Wherever you look in the media . . . television, movies, the Internet . . . you will find adults who are acting out the current stereotypes of adolescence: the mook and the midriff. Teenage guys love watching shows that feature the mook. He is immature, gross, and wiling to try almost anything. He lacks any moral center and laughs at any criticism. Is that really the way teenage guys act? Like most stereotypes, it is over-done and hardly captures the real heart of the people it lumps together.

Teenage girls are not usually interested in the mook, but they have their own stereotypical star . . . the midriff. She is very aware of her own sexuality at ever earlier ages and uses it to attract attention and get what she wants. Midriffs don’t need to be smart or athletic or capable . . . just pretty.

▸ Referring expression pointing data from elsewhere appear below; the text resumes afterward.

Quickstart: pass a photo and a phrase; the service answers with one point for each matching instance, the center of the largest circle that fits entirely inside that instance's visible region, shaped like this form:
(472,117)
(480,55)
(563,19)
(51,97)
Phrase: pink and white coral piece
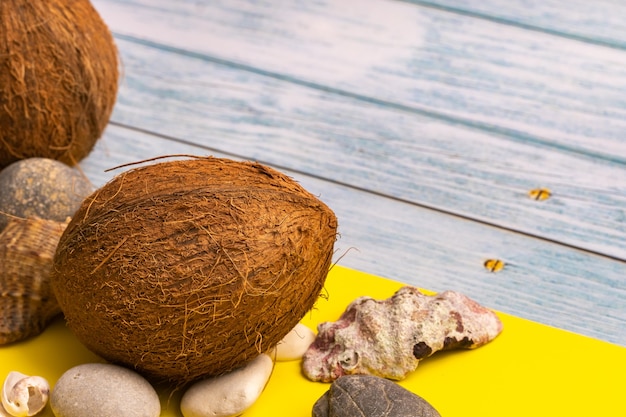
(388,338)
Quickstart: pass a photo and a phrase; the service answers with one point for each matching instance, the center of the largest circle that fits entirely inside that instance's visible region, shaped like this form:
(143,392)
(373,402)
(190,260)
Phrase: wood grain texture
(418,126)
(541,281)
(413,158)
(525,85)
(597,22)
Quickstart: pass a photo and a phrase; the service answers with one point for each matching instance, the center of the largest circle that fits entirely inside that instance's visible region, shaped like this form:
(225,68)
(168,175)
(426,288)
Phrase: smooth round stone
(229,394)
(295,343)
(41,187)
(364,395)
(103,390)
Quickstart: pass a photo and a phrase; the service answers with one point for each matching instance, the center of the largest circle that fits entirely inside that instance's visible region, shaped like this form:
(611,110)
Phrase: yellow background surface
(529,370)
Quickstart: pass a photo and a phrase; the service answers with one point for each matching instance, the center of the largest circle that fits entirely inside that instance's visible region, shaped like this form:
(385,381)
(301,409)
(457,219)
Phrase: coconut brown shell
(191,268)
(58,79)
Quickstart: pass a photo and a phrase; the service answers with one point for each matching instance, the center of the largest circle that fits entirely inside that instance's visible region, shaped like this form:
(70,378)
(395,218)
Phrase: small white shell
(24,395)
(294,344)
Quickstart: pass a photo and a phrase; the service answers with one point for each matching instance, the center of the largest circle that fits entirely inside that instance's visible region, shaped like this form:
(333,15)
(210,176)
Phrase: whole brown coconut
(191,268)
(58,79)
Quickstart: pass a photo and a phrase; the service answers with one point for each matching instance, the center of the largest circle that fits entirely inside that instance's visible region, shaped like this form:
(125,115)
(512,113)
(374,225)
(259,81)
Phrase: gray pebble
(103,390)
(370,396)
(41,187)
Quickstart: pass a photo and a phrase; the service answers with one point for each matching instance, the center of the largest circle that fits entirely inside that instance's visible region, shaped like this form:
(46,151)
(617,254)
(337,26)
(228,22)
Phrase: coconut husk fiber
(191,268)
(58,79)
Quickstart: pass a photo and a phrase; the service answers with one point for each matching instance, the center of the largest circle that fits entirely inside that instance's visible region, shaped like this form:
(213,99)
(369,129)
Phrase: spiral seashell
(23,395)
(27,303)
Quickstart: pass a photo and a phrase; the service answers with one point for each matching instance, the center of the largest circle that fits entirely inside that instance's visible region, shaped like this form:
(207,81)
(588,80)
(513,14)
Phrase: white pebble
(103,390)
(230,394)
(295,343)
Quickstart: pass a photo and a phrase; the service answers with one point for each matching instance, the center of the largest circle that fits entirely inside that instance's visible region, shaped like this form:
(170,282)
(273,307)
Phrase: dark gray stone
(41,187)
(370,396)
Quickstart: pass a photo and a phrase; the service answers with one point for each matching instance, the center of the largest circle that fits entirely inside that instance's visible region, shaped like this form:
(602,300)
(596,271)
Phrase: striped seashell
(27,303)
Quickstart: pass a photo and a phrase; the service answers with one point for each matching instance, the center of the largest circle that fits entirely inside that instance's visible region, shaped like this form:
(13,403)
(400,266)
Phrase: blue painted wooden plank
(541,281)
(598,22)
(524,85)
(398,154)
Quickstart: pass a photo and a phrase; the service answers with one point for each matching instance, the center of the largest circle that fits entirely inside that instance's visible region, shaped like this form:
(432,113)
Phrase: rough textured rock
(388,338)
(41,187)
(370,396)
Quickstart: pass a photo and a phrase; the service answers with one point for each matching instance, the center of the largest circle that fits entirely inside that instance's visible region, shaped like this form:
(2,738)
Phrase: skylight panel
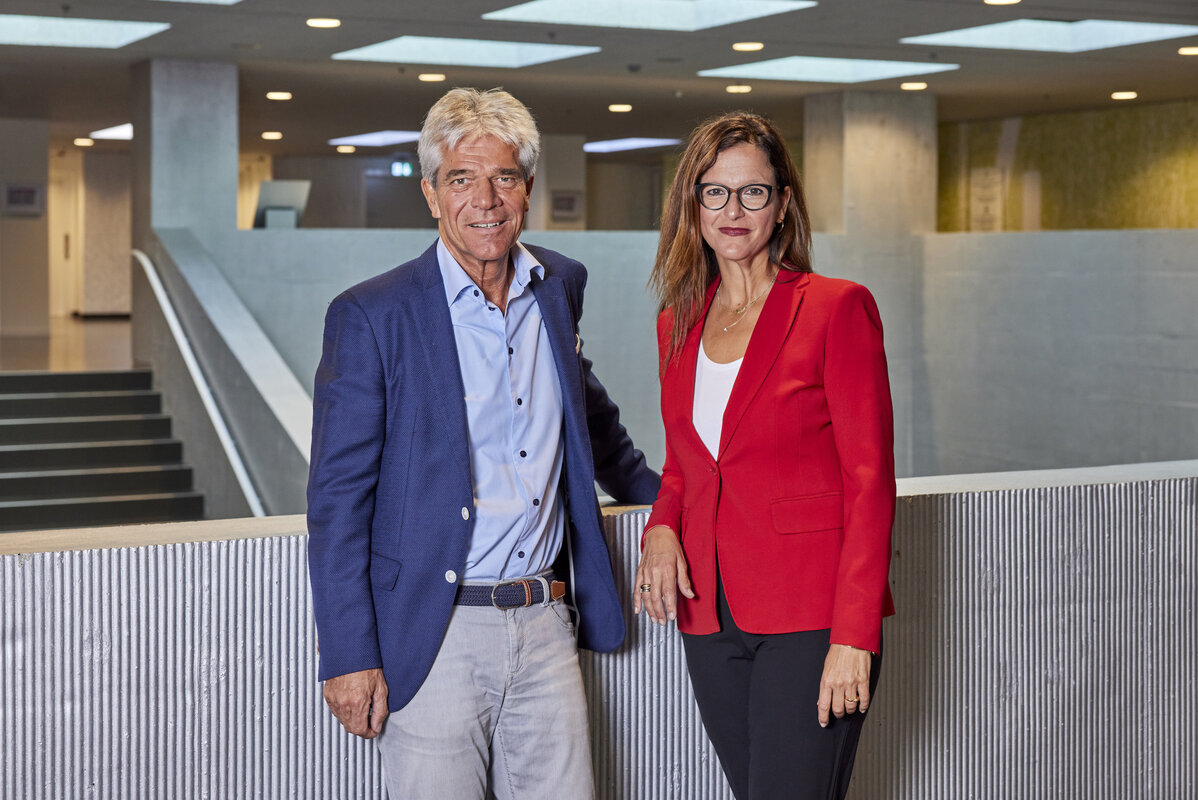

According to Robert Havighurst, one of the tasks of adolescent development is to learn how to develop appropriate relationships with both sexes. The images our culture provides for students of what relationships are supposed to look like are shocking in their lack of honesty . . . and fall far from the human relationships found in the Bible.

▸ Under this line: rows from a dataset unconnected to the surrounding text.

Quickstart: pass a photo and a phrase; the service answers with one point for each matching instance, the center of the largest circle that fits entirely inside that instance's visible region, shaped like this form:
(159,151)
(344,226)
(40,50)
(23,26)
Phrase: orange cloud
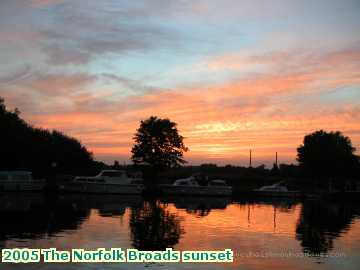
(266,112)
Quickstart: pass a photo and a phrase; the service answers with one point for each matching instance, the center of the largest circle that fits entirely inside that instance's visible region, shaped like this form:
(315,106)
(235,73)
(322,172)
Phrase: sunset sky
(235,75)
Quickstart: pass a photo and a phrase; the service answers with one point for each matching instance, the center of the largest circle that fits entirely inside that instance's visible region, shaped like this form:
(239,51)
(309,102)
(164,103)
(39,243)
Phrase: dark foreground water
(264,234)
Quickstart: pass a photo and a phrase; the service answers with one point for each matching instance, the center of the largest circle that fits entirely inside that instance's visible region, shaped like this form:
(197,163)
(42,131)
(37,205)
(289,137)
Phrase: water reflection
(154,227)
(320,223)
(184,223)
(34,216)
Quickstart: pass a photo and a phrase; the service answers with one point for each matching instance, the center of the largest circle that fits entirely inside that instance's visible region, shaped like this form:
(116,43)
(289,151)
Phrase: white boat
(20,181)
(107,181)
(190,186)
(277,190)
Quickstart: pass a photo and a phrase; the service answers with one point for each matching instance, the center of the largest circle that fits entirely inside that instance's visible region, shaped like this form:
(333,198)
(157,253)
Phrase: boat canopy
(15,176)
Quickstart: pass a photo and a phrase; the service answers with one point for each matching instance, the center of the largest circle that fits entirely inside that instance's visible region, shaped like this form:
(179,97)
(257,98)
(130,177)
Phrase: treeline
(44,152)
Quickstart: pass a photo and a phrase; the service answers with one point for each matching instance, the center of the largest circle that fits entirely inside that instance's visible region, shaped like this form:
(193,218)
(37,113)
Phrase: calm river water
(264,234)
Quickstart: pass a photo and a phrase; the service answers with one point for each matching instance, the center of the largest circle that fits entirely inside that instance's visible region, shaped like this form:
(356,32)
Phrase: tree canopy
(327,154)
(158,144)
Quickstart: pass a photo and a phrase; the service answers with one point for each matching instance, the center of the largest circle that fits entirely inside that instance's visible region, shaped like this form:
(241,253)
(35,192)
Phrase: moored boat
(107,181)
(190,186)
(20,181)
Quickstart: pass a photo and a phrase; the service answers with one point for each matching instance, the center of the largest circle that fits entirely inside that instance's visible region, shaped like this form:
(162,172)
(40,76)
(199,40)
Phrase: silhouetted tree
(24,147)
(327,154)
(158,145)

Guys need healthy relationships with guys. If you pay attention to television, most relationships between guys involve guzzling beer together, oogling girls, and playing practical jokes on one another. Okay, maybe an occasional practical joke isn’t too bad, but this is hardly the way the Bible describes the relationships among young men. The Bible calls men to “sharpen” each other, to push each other to be stronger in faith and truer in character (Proverbs 27:17).

Girls need healthy relationships with girls. Too often girls see their relationships with other girls as competition for the attention of a young man. A girl in my youth group once threatened a visiting girl never to come back because the rival attracted too much attention for herself. Girls need to understand their great value in God’s eyes and find support and encouragement from other girls rather than seeing competition.

Guys need healthy relationships with girls. While this certainly means that relationships need to be pure in the sexual sense, I think a healthy guy/girl relationship goes beyond that. Guys need to learn to understand life from a girl’s perspective and girls need to see things through a guy’s eyes. Relationships should develop into a warm brother/sister relationship in which the guy feels protective of his sisters and the girl wants the very best for her brothers.

So, how do we foster this kind of relational maturity among our youth groups? Small youth groups are great places for teenagers to really learn to talk, to care for each other, and to sharpen each other. Discuss what a healthy guy/guy, guy/girl, and girl/girl relationship looks like. Help teenagers to see that it is okay if girls tend to relate to each other face to face while guys tend to relate side to side. Lead students to make your youth ministry a place where people feel safe and protected and where they can practice building solid relationships with both sexes. Pray that God will break down pretenses and help your students to interact with grace and honesty.